We have submitted a proposed settlement agreement to the government for approval by the Attorney General on behalf of those plaintiffs who have reviewed their calculation and sent us their authorization forms. Government counsel has indicated that he is preparing a memorandum for submission to the Attorney General recommending that the settlement be approved. He anticipates submitting the memorandum to the AG in the near future. Thank you for your continued patience.
In early 2010, we reached agreement with DOJ on the settlement amounts for backpay and liquidated damages for the remaining 1811 and 1812 plaintiffs. Pursuant to a new procedure mandated by DOJ, we have sent out the proposed settlement amounts for approval by the remaining plaintiffs in those two series, principally IG and IG-like criminal investigators and criminal investigators who worked for the FBI.
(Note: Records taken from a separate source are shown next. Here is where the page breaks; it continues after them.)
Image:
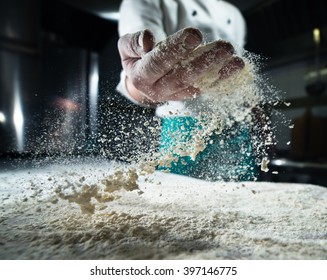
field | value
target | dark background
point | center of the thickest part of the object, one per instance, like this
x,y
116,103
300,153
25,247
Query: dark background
x,y
59,67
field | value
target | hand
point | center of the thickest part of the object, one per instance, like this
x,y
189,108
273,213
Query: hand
x,y
167,71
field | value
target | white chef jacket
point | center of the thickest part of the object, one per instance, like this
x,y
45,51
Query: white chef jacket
x,y
215,18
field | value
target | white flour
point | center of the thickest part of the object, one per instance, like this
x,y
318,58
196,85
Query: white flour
x,y
181,218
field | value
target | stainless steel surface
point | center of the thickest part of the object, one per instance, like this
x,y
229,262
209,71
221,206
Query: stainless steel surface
x,y
19,29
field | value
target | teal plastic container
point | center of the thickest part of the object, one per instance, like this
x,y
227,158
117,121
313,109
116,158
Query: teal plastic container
x,y
227,157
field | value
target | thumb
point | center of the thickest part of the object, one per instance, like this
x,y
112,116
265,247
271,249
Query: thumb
x,y
135,45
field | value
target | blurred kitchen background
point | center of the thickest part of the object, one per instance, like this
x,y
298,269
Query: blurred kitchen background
x,y
59,67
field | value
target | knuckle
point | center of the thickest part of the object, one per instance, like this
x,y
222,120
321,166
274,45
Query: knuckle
x,y
226,46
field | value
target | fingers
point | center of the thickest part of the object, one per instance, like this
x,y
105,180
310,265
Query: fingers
x,y
234,65
206,57
134,46
166,54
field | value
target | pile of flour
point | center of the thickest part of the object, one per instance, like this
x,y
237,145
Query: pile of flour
x,y
166,217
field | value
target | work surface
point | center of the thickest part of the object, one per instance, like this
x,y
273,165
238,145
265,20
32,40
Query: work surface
x,y
170,217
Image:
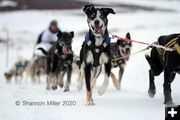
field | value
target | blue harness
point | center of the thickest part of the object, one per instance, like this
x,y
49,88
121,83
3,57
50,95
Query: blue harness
x,y
97,50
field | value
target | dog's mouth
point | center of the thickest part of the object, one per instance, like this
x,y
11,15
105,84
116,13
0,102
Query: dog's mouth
x,y
97,29
65,50
126,54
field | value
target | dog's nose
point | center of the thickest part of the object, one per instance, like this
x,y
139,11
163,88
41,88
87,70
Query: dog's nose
x,y
96,22
127,49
The settlement was complicated by the fact that DCIS regularly underpaid its agents for AUO, and claims for the underpayment of AUO have 6 year rather than 2-3 year statute of limitations. After running many calculations on the amount of the unpaid AUO, we made a settlement proposal to DOJ, which decided that DCIS plaintiffs could either accept the FLSA settlement amount or litigate their AUO and the FLSA claims. Most DCIS plaintiffs elected to waive their AUO claim. While this process took several months, once we heard from the DCIS plaintiffs, the settlement was ready for DOJ final approval. NCIS, likely prodded by DOJ, elected to recalculate the amount DOJ had informally agreed upon as a settlement for the NCIS plaintiffs on the basis that many of the NCIS plaintiffs were not within the United States and a limited number of other geographical areas covered by the FLSA. (This belated dispute comes after we spent nearly two year disputing the exempt status of certain of its GS-12 plaintiffs and negotiating over the amount of AUO worked by NCIS agents within the FLSA time period.) We understand that the NCIS claims have been temporarily severed from the settlement that has now gone up for final approval within DOJ. This process has been long and tortured, and, as of the date of this update, September 1, 2010, we await final approval as well as a resolution of the NCIS dispute.
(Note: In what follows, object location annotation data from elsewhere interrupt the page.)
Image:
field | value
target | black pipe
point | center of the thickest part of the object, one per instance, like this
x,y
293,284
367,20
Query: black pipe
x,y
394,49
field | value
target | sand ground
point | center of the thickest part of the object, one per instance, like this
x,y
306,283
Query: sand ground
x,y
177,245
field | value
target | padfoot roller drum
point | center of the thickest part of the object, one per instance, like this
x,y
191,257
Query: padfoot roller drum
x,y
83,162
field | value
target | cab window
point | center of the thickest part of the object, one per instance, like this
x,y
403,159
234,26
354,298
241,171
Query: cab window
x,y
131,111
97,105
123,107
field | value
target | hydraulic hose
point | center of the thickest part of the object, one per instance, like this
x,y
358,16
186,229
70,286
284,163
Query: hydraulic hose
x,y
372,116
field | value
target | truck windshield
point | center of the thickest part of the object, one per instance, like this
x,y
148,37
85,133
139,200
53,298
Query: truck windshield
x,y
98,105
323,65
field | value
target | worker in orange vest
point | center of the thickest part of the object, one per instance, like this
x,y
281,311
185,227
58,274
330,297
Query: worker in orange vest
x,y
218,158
We are also working on settlement proposals for the non-1811 criminal investigators who worked at the United States Customs Service ("USCS") and the Department of Homeland Security ("DHS"), and for the investigators who worked at the Office of Personnel Management ("OPM").
James & Hoffman will update this information as developments occur.
James & Hoffman’s Wage and Hour practice is not limited to law enforcement officers or even to public employees. In Heath v. Perdue Farms, James & Hoffman successfully represented a large number of “chicken catchers” in eastern Maryland, Virginia and Delaware who worked for Perdue but were unlawfully treated as independent contractors and not paid for their overtime.
James & Hoffman’s Wage and Hour practice reflects the firm’s strongly-held belief that all workers no matter what their job is deserve a fair and honest wage in return for their labor.